Focusing on confession and apology, the Gacaca courts are also intended to facilitate national reconciliation as those who confess and plead guilty could have their sentences reduced, notes the UN's IRIN service. Gacaca, meaning grass in the local Kinyarwanda language, was traditionally used by village communities who would gather on a patch of grass to resolve conflicts among families, employing the heads of each household as judges.
Gacacas will focus mainly on the underlings, as national courts and the International Criminal Tribunal for Rwanda (located in Arusha, Tanzania) deal with the higher ups. "They have started with suspects who fall under category two, who include mainly people that took orders to kill from their superior," Anastase Balinda, head of documentation in the national service of the Gacaca jurisdictions, told IRIN. Trials started in 751 village courts where for the past two years thousands of suspects have been questioned by locally elected judges, sitting as investigative panels.
Some human rights groups question the due process safeguards of the gacaca.
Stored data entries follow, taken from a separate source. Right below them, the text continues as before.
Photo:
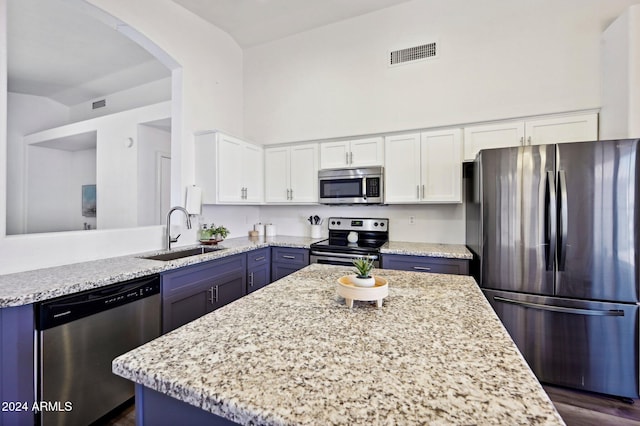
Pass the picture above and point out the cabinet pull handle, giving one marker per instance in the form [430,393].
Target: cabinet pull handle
[421,268]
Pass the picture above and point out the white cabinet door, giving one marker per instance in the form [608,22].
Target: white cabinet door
[304,173]
[441,172]
[402,168]
[574,128]
[334,155]
[276,165]
[366,152]
[497,135]
[229,169]
[252,173]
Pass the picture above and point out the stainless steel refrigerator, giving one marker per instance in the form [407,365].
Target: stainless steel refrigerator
[555,230]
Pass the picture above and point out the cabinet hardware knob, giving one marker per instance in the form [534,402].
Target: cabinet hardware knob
[421,268]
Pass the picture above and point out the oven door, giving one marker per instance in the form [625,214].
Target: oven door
[344,259]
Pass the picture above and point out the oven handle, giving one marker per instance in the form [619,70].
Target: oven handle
[344,255]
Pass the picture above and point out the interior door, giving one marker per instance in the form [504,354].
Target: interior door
[598,220]
[517,219]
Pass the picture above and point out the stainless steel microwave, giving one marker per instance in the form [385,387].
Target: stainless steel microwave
[351,186]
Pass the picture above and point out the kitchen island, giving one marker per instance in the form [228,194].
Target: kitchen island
[293,353]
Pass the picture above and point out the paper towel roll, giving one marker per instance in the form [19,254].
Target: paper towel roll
[193,203]
[270,230]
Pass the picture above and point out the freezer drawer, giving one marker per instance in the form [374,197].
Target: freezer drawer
[580,344]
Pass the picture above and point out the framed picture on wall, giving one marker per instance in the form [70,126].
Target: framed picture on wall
[89,200]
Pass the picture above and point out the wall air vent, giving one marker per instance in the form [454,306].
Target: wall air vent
[413,54]
[99,104]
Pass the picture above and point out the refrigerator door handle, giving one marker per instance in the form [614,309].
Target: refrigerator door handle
[552,233]
[564,220]
[562,309]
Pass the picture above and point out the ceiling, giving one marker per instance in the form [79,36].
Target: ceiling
[57,50]
[253,22]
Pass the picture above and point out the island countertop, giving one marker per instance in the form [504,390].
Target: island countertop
[293,353]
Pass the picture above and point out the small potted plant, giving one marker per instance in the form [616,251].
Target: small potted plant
[220,233]
[363,278]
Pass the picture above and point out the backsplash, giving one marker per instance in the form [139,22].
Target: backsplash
[443,223]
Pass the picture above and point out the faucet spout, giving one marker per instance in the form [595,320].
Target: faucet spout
[171,239]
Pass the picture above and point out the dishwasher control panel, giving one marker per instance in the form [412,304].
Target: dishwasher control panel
[65,309]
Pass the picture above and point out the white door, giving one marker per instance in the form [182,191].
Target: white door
[304,173]
[366,152]
[562,129]
[230,163]
[498,135]
[253,173]
[276,166]
[441,153]
[334,155]
[402,168]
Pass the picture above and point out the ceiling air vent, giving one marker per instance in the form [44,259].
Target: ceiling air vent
[413,54]
[99,104]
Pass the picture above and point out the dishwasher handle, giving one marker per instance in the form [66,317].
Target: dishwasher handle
[70,308]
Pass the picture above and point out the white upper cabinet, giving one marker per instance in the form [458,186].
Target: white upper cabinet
[568,128]
[496,135]
[441,171]
[562,129]
[229,170]
[355,153]
[291,174]
[424,167]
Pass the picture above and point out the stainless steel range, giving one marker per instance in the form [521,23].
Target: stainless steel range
[351,238]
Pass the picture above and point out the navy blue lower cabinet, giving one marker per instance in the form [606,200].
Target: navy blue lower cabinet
[286,260]
[193,291]
[17,375]
[440,265]
[258,269]
[157,409]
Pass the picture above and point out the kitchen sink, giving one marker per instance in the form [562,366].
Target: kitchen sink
[173,255]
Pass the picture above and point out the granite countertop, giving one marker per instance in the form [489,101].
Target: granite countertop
[293,353]
[27,287]
[454,251]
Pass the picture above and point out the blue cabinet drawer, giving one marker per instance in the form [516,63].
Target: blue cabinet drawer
[258,257]
[438,265]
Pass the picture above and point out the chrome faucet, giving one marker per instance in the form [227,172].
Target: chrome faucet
[171,239]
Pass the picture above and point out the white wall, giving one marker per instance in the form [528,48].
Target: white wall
[498,59]
[151,143]
[54,179]
[27,114]
[208,97]
[432,223]
[146,94]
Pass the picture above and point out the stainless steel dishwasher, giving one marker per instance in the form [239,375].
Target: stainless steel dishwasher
[79,335]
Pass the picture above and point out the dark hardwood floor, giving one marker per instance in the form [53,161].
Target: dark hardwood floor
[577,408]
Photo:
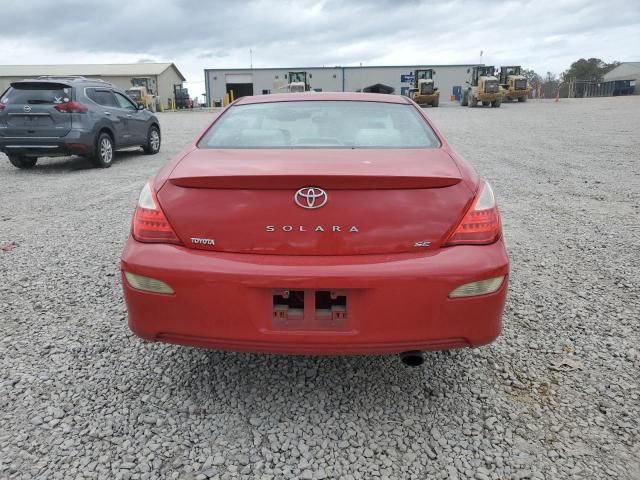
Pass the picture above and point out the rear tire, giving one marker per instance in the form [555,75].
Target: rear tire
[103,151]
[21,161]
[153,141]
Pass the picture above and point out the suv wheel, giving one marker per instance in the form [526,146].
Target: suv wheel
[103,155]
[21,161]
[153,141]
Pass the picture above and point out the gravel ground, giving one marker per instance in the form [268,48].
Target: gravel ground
[80,397]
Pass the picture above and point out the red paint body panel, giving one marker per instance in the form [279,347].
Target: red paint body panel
[396,302]
[396,294]
[234,196]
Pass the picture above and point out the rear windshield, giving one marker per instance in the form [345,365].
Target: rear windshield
[36,93]
[321,124]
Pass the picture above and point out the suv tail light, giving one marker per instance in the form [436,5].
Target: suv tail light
[71,107]
[150,225]
[481,224]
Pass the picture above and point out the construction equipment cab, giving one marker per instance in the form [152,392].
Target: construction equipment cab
[424,91]
[298,82]
[514,84]
[142,97]
[482,86]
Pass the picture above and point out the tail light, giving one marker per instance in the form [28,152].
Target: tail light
[71,107]
[481,224]
[150,225]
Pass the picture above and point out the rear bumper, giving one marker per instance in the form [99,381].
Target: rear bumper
[76,142]
[394,303]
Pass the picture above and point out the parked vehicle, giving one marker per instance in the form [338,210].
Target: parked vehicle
[54,116]
[482,87]
[182,97]
[322,223]
[514,84]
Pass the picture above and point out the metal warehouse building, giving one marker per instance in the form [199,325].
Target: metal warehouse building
[625,77]
[159,78]
[260,81]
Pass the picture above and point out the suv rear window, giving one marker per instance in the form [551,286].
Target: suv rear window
[36,94]
[321,124]
[102,97]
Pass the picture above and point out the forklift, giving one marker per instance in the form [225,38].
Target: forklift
[482,87]
[298,82]
[424,92]
[514,84]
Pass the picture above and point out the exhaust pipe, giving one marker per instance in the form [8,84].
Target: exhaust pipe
[414,358]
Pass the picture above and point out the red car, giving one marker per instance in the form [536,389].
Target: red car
[317,223]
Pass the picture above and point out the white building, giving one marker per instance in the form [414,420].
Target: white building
[259,81]
[627,76]
[159,78]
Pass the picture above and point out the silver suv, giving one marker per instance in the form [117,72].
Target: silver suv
[53,116]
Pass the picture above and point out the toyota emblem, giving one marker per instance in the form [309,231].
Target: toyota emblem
[310,197]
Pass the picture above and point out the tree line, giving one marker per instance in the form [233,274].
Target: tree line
[583,70]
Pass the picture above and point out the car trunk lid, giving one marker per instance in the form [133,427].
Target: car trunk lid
[256,201]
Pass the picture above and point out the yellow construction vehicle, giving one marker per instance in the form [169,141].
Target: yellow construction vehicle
[298,82]
[424,91]
[141,97]
[482,87]
[514,84]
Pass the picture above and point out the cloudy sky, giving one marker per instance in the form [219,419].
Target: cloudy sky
[546,35]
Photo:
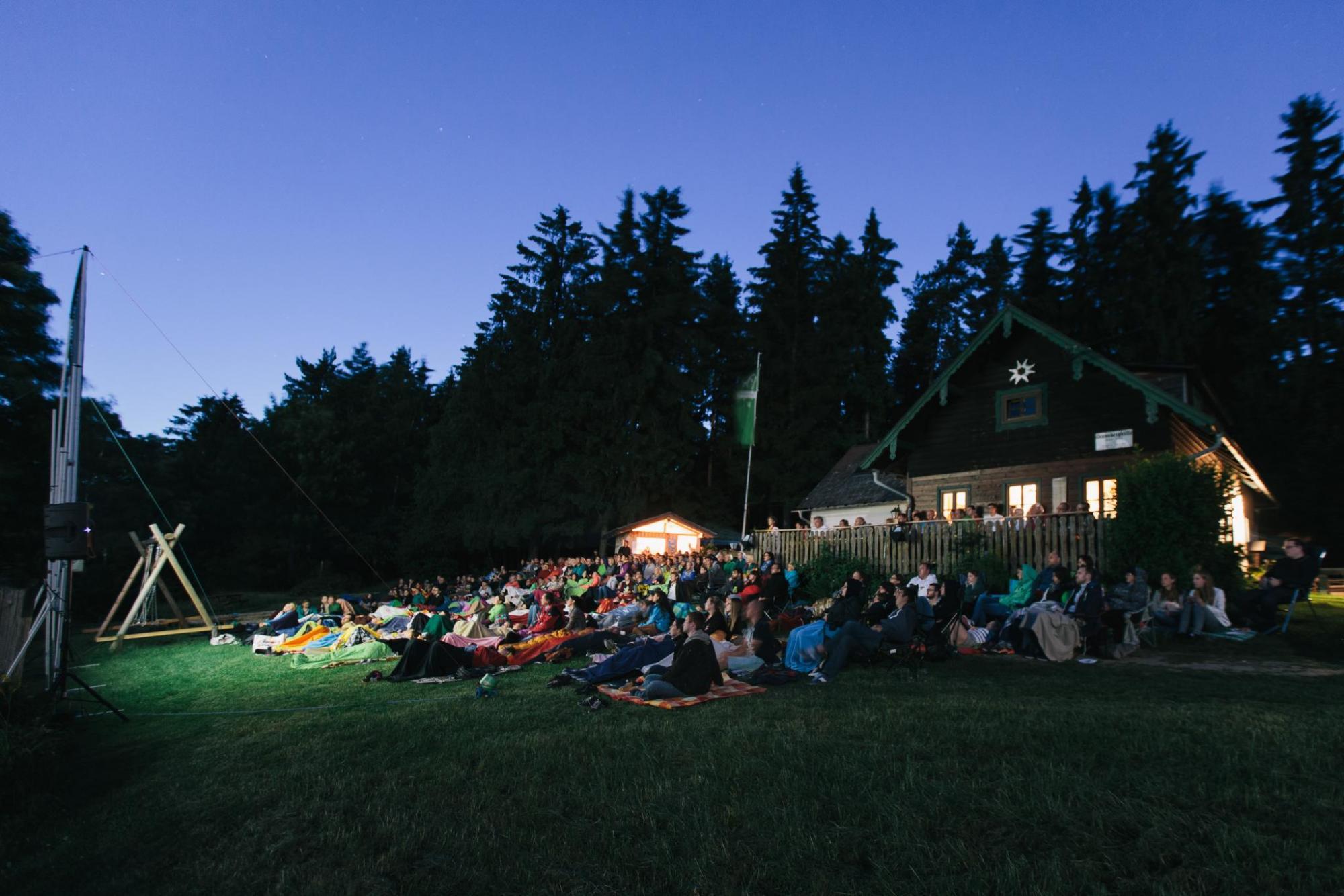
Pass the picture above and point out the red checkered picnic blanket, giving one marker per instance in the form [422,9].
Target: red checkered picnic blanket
[730,688]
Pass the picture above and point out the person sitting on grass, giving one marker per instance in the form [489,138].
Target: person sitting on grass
[1087,604]
[1167,602]
[1291,574]
[694,671]
[898,628]
[1205,609]
[1126,601]
[714,619]
[1001,608]
[659,617]
[760,636]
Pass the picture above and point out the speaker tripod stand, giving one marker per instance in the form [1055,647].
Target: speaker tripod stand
[54,616]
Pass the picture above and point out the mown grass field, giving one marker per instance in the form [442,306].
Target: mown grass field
[987,776]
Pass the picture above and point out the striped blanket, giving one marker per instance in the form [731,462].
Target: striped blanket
[730,688]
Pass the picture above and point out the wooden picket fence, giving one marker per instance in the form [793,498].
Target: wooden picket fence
[943,545]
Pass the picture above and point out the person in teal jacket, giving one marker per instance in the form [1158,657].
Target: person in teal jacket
[999,608]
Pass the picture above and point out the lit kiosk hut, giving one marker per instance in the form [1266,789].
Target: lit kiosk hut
[663,534]
[1027,416]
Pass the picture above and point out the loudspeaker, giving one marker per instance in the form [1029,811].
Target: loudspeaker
[67,531]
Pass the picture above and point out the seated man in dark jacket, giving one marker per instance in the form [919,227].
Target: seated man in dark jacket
[898,628]
[1087,604]
[696,666]
[1294,573]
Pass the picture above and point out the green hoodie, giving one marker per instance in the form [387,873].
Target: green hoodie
[1021,593]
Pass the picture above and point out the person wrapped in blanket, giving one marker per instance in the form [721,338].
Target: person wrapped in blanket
[696,666]
[855,637]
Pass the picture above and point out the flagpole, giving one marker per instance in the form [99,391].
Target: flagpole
[747,494]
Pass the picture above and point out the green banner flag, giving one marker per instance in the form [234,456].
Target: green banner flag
[745,400]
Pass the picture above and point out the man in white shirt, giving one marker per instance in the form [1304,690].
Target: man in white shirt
[923,581]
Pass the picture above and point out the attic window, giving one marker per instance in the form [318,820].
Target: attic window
[1021,408]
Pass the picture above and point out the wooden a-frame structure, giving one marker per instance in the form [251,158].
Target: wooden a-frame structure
[166,545]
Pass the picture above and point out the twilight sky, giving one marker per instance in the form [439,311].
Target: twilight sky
[274,179]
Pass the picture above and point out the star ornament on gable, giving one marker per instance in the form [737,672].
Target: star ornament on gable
[1022,373]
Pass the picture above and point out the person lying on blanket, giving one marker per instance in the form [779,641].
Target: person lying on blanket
[694,671]
[760,636]
[898,628]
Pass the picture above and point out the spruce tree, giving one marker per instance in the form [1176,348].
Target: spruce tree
[995,284]
[1310,233]
[876,314]
[1041,283]
[29,375]
[783,320]
[935,330]
[1161,268]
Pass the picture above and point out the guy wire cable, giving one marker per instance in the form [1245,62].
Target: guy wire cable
[241,424]
[158,507]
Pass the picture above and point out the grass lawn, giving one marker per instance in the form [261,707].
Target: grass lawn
[987,776]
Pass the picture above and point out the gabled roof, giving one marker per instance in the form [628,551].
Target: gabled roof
[628,527]
[847,486]
[1083,355]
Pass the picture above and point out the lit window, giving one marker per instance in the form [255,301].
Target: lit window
[1101,496]
[1022,495]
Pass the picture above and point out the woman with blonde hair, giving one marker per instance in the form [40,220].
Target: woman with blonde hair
[1205,609]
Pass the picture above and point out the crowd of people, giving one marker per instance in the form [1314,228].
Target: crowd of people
[674,625]
[909,526]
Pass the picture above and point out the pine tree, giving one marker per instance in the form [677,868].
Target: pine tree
[29,375]
[792,436]
[1310,232]
[1161,268]
[936,322]
[995,284]
[874,316]
[1041,283]
[1232,350]
[1308,334]
[724,362]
Many fear the mob mentality may taint some gacaca or that the accused will face undue pressure to confess. Others worry of a whitewash, as the gacaca are apparently not allowed to consider crimes committed by the then-rebel RPA (now the RPF ruling party).
The gacaca system is not perfect. Yet perfect is not an option in the present circumstances. There are 100,000 people still in Rwandan jails. Close to a million people perished during the 1994 genocide and countless others fled into exile, including a disproportionate of the educated elite of which the official legal system is comprised. Trying the 100,000 accused through the 'normal' legal system would take forever and they would remain in jail indefinitely. Is that fair?
Given the lack of serious alternatives, the gacaca, however imperfect, is clearly the best way to expedite justice in Rwanda and help the country move forward.